|Authors||K. Pogorelov, M. Riegler, S. L. Eskeland, T. de Lange, D. Johansen, C. Griwodz, P. T. Schmidt and P. Halvorsen|
|Title||Efficient disease detection in gastrointestinal videos – global features versus neural networks|
|Project(s)||Efficient EONS: Execution of Large Workloads on Elastic Heterogeneous Resources|
|Publication Type||Journal Article|
|Year of Publication||2017|
|Journal||Multimedia Tools and Applications|
|Keywords||Algorithmic screening, Automatic disease detection, Deep learning neural networks, Global and local image features, Information retrieval, Medical, performance evaluation|
Analysis of medical videos from the human gastrointestinal (GI) tract for detection and localization of abnormalities like lesions and diseases requires both high precision and recall. Additionally, it is important to support efficient, real-time processing for live feedback during (i) standard colonoscopies and (ii) scalability for massive population-based screening, which we conjecture can be done using a wireless video capsule endoscope (camera-pill).
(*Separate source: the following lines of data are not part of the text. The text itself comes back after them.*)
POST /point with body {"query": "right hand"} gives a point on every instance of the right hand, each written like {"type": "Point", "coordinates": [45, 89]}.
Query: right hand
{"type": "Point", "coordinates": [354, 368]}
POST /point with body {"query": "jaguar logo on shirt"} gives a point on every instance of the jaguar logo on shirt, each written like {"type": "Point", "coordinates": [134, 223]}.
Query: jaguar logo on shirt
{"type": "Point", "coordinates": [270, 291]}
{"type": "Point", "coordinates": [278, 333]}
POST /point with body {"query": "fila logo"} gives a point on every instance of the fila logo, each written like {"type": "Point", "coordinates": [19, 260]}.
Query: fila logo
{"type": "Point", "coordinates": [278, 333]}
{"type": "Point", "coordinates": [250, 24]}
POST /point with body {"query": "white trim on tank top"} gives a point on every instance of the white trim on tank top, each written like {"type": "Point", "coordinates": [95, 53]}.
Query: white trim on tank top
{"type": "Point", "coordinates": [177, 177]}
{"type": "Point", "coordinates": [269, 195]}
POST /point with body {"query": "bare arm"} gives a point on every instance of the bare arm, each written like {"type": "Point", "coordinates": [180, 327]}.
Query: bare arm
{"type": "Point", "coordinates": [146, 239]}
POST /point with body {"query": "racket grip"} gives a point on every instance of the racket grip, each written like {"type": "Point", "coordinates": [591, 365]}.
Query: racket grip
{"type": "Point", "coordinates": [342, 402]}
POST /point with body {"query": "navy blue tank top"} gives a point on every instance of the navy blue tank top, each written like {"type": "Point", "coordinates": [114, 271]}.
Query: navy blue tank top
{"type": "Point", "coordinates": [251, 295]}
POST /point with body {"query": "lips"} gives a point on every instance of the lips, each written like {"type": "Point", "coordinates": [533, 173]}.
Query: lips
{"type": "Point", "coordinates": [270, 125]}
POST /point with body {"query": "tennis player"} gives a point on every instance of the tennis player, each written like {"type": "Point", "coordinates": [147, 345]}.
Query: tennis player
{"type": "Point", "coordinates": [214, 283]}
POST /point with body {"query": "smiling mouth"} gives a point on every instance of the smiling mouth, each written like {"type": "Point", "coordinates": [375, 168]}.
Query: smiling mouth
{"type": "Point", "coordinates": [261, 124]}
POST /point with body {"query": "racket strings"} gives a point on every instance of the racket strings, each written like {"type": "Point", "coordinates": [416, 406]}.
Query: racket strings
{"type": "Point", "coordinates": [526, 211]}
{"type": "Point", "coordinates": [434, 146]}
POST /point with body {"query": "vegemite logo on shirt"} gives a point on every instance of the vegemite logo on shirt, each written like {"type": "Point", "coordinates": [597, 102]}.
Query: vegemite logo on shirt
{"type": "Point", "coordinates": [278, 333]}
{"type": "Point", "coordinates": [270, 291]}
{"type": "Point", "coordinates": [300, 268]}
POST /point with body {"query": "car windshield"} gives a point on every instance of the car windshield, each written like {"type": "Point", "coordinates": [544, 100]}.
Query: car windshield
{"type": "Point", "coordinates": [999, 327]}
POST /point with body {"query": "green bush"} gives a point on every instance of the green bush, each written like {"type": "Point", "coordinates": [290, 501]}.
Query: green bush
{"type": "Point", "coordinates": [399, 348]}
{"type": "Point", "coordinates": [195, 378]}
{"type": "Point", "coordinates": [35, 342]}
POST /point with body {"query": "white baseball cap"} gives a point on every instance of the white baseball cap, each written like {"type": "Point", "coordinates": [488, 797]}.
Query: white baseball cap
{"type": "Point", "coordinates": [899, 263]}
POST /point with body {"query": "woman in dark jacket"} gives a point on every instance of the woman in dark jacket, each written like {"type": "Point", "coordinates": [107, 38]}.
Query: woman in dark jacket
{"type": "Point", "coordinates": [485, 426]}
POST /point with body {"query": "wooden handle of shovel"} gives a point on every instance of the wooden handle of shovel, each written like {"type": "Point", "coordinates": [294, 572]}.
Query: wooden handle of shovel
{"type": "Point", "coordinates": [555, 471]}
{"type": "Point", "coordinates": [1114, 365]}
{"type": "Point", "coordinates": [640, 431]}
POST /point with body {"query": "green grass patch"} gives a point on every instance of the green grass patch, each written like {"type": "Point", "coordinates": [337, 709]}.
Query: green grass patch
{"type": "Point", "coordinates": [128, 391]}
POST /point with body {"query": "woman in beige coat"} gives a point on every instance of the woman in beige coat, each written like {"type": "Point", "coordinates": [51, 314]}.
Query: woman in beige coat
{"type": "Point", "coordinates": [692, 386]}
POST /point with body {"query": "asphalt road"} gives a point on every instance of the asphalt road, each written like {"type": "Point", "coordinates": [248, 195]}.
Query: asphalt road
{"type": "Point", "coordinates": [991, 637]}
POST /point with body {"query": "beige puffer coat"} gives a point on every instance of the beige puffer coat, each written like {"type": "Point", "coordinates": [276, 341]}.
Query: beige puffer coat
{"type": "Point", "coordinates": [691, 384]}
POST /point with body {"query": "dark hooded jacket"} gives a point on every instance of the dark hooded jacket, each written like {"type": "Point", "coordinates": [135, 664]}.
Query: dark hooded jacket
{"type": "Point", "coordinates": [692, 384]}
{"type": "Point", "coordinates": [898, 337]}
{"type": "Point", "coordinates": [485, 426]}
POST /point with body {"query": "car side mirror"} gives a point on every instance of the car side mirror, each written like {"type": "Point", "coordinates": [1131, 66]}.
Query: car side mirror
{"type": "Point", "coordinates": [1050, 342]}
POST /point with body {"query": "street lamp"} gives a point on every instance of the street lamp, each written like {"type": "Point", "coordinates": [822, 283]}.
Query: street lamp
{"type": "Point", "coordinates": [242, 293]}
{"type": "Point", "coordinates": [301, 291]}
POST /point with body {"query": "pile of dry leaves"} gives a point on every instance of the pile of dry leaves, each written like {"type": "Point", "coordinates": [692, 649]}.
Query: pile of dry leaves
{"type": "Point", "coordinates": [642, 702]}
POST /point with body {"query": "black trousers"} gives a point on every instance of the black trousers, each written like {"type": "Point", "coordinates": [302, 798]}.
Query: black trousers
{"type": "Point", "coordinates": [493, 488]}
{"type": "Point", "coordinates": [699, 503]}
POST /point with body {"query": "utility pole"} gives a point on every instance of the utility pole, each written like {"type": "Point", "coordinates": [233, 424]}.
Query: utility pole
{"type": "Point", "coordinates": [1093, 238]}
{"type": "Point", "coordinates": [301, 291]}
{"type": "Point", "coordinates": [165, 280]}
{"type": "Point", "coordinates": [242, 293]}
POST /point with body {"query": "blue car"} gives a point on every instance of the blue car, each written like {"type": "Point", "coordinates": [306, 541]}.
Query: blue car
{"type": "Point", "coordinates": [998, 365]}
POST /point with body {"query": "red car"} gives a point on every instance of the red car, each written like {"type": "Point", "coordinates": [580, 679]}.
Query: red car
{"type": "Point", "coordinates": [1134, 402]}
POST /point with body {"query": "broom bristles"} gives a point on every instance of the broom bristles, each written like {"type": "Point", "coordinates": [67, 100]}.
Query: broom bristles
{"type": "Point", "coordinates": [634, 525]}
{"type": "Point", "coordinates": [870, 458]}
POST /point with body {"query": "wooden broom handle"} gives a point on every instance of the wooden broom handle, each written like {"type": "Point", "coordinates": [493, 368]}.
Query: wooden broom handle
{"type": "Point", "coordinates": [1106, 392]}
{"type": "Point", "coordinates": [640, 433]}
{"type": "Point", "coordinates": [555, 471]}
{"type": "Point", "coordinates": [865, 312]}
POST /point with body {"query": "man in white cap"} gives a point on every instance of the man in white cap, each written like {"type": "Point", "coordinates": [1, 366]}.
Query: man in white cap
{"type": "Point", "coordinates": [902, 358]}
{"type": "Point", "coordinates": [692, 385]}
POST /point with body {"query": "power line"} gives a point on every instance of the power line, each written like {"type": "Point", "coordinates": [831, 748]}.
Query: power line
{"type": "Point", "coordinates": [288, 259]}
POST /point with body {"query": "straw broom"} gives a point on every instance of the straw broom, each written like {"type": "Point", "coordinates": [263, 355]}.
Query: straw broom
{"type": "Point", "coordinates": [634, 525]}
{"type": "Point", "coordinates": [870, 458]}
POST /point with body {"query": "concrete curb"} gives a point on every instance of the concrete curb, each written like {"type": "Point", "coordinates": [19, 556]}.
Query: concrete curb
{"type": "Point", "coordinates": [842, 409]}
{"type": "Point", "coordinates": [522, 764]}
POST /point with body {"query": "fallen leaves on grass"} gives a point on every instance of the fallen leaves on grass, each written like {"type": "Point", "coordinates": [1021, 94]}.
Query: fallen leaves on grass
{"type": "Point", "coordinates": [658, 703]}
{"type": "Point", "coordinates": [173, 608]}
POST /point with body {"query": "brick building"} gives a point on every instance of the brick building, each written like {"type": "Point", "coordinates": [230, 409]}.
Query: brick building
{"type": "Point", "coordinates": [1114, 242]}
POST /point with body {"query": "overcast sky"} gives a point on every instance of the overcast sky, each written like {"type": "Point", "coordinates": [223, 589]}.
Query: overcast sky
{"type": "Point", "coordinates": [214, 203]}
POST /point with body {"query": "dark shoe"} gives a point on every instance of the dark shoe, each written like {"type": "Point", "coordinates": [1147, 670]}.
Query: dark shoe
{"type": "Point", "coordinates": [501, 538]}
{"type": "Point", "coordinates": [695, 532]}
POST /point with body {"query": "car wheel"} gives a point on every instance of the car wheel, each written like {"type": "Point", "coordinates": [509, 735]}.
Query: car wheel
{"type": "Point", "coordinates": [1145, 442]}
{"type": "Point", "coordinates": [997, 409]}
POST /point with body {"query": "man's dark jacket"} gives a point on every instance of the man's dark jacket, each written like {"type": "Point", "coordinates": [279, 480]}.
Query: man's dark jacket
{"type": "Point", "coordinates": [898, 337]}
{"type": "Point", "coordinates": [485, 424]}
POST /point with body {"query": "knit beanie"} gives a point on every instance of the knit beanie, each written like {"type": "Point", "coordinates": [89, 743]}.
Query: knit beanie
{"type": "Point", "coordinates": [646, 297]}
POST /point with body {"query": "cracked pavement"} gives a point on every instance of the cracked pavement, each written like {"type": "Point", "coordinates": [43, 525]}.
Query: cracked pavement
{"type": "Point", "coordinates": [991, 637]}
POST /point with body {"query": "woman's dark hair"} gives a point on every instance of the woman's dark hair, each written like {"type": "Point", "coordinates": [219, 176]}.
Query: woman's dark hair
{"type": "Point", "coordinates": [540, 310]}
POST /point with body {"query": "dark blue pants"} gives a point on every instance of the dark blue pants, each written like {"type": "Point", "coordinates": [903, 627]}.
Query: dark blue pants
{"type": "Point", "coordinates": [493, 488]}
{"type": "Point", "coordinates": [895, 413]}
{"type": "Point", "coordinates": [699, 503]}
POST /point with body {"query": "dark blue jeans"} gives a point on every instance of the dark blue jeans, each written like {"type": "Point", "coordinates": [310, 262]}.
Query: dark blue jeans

Existing related work in this field does neither provide the necessary combination of accuracy and performance for detecting multiple classes of abnormalities simultaneously nor for particular disease localization tasks. In this paper, a complete end-to-end multimedia system is presented where the aim is to tackle automatic analysis of GI tract videos. The system includes an entire pipeline ranging from data collection, processing and analysis, to visualization. The system combines deep learning neural networks, information retrieval, and analysis of global and local image features in order to implement multi-class classification, detection and localization. Furthermore, it is built in a modular way, so that it can be easily extended to deal with other types of abnormalities. Simultaneously, the system is developed for efficient processing in order to provide real-time feedback to the doctors and for scalability reasons when potentially applied for massive population-based algorithmic screenings in the future. Initial experiments show that our system has multiclass detection accuracy and polyp localization precision at least as good as state-of-the-art systems, and provides additional novelty in terms of real-time performance, low resource consumption and ability to extend with support for new classes of diseases.